Le texte est donc structuré avec ce jeu de déplacement, de mouvement. Pour les disciples, cela implique :
– Une acceptation : leur Maître va s’absenter ;
– Un apprentissage : vivre leur vie de foi en prolongeant la personne et l’œuvre de leur Maître ;
– Une mission : faire connaître au monde quelqu’un qui est désormais absent !
Le jeu des questions-réponses
A cette première structure, j’en relève une seconde qui la visualise (la met en lumière) encore plus : celle des questions-réponses entre les disciples et leur Maître.
Ce dialogue est une succession de questions posées par les disciples, et le Maître leur répond en leur enseignant les vérités spirituelles.

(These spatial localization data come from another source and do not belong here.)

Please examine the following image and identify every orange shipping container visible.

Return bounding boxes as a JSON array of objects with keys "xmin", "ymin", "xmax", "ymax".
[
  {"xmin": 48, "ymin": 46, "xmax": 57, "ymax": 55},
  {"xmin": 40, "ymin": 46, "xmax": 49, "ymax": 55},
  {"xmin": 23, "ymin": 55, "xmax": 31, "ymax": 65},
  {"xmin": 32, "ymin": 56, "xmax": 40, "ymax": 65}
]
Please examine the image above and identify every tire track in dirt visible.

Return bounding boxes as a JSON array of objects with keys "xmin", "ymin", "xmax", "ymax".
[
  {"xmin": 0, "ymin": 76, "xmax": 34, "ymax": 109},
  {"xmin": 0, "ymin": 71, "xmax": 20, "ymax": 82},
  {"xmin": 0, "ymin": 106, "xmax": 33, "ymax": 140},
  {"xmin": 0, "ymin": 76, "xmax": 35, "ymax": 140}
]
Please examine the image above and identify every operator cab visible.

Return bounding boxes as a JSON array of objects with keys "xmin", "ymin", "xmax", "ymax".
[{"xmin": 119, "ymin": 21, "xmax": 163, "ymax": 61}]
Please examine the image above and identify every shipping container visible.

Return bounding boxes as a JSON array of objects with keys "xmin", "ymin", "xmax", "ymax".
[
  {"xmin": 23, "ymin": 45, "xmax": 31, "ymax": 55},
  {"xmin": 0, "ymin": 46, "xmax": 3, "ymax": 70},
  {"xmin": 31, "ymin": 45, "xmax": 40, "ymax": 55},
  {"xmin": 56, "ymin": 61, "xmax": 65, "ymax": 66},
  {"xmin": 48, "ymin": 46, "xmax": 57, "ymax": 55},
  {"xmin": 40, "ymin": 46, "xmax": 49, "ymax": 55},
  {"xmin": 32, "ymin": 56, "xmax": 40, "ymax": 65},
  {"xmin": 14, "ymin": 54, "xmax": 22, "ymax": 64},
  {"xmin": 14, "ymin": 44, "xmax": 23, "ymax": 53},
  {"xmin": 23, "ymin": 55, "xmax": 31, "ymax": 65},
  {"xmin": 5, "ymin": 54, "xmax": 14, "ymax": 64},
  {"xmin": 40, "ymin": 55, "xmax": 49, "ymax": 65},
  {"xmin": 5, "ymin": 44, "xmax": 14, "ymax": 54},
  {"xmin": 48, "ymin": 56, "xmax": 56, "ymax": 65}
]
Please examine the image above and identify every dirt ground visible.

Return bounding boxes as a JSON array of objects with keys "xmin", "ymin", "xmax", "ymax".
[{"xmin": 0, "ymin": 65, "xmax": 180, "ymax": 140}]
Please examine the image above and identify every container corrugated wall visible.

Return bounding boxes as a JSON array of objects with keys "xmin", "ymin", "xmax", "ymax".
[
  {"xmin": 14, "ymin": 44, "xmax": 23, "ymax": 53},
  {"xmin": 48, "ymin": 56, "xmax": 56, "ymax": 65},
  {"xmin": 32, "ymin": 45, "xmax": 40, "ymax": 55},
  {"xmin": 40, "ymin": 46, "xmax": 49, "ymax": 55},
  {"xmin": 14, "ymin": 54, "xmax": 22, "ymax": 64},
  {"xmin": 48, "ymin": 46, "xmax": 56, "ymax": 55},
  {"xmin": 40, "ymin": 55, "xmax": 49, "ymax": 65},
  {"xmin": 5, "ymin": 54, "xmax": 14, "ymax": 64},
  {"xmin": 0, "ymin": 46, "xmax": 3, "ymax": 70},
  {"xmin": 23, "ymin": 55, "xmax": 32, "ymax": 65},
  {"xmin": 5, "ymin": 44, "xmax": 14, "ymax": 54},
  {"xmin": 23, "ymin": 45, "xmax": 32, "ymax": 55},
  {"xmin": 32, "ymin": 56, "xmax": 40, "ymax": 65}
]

a) La question de Simon Pierre (13.36) : Seigneur, où vas-tu ? appelle la notion d’éternité ;
b) Celle de Thomas (14.5) : Seigneur, nous ne savons où tu vas ; comment en saurions-nous le chemin ? fait référence à la connaissance ;
c) Celle de Philippe (14.8) : Seigneur, montre-nous le Père, et cela nous suffit,implique, quelque part, la vision réelle de la réalité ;
d) Quant à Jude (14.22) : Seigneur, comment se fait-il que tu doives te manifester à nous et non au monde ? fait référence à la relation désormais possible entre la divinité et l’humanité.
Ces questions sont simples (éternité, connaissance, réalité, relation) ; elles reprennent, avec leurs propres termes, les raisons subjectives ou non qui poussent les humains à rechercher Dieu.

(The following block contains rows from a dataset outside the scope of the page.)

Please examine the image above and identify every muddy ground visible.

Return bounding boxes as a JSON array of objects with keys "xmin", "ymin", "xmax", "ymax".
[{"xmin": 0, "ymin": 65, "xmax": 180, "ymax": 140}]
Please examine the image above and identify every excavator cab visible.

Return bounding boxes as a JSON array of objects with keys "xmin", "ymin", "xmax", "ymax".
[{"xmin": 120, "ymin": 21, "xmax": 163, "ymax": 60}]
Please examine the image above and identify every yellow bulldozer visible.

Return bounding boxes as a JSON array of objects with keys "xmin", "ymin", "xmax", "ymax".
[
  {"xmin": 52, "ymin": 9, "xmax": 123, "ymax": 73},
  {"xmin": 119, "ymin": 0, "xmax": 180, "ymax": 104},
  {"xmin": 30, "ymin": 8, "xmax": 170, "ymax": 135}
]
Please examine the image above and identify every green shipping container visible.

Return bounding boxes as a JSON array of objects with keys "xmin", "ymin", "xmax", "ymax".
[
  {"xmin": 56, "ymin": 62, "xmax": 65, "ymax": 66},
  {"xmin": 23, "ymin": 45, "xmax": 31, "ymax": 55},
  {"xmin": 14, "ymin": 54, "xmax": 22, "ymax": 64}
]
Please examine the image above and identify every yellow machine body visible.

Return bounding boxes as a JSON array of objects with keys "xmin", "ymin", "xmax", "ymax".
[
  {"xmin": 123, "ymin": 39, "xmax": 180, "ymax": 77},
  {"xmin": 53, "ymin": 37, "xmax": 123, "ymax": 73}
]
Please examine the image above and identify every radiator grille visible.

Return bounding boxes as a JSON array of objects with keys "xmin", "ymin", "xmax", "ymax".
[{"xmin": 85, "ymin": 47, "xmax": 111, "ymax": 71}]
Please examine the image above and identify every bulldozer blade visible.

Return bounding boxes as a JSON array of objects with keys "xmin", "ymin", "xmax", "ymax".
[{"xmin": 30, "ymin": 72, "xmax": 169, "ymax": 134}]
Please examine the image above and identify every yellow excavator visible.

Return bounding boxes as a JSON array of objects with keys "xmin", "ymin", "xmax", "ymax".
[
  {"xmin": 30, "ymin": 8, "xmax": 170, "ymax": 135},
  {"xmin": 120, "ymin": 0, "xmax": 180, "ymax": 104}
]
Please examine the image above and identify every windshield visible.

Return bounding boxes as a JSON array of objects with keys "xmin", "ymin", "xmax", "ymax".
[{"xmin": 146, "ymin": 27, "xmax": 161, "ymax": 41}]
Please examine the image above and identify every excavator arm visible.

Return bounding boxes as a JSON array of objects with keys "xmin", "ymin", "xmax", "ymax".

Et nous constatons que Jésus répond aux questions de ses disciples. Ses réponses ne sont pas toujours claires et faciles à comprendre ; elles sont même énigmatiques, et je ne m’aventurerai pas ce matin à les expliquer. Ce que je veux simplement souligner ici – et vous l’aurez remarqué vous-mêmes : Jésus se place lui-même au centre de la réponse pour faire comprendre à ses disciples, pour nous faire comprendre, qu’il est la réponse aux questions existentielles de l’être humain ! Dans sa bouche, il n’y a pas d’autre réponse possible, il n’y a pas d’autre moyen d’avoir une réponse satisfaisante. Il est la réponse !
Faire connaître le Christ : comment ?
Vient alors la question du comment faire connaître Jésus-Christ au monde, à nos voisins.

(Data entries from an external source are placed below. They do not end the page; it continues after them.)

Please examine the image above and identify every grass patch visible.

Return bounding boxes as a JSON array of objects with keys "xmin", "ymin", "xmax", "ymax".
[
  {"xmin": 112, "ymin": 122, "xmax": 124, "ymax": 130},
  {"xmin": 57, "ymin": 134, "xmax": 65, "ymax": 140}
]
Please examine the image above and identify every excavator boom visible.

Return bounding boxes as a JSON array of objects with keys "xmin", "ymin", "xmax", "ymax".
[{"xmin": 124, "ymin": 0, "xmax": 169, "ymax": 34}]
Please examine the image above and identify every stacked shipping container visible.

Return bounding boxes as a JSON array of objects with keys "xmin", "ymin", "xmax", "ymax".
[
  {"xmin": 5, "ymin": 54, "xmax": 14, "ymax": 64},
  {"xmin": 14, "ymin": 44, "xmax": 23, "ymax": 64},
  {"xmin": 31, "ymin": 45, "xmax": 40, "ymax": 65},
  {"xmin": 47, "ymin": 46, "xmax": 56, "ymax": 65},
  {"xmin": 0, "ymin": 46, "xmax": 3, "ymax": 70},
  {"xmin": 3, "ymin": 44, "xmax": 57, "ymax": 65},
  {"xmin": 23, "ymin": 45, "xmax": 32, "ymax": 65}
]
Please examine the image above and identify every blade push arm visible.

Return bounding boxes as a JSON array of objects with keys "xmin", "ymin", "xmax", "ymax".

a) D’une part, en écoutant les questions existentielles de nos contemporains, en les prenant au sérieux. Cela implique d’attendre l’énoncé de leur questionnement avant d’y répondre. Les qualités d’écoute, de sagesse et de patience sont indispensables pour cette écoute !
b) De corroborer nos réponses en manifestant à ceux qui nous questionnent un amour communautaire exemplaire (je n’ai pas dit sans faille !). Il n’y a pas d’affirmation plus explicite que l’injonction d’amour : A ceci tous connaîtront que vous êtes mes disciples, si vous avez de l’amour les uns pour les autres (13.35).
C’est cet amour communautaire là qui devient le lieu de vérification de la réalité du Jésus désormais absent !
L’amour vécu entre les membres de la communauté chrétienne devient le test de la véracité de l’être absent, du Christ !
L’amour vécu entre les membres de la communauté chrétienne devient le test de la validité des réponses que nous apportons aux questions de nos contemporains !
Il est absent, certes oui ! Mais ce qu’il est, ce qu’il a dit être, ce qu’il a fait, ce qu’il a dit vouloir faire, est bel et bien vérité puisque ceux qui se réclament de lui le vivent !
Ils disent qui ils sont : des disciples du Christ ; et ils font ce qu’ils disent être : ils s’aiment ! L’authenticité et la qualité sont des valeurs chrétiennes indispensables pour vivre un amour vrai.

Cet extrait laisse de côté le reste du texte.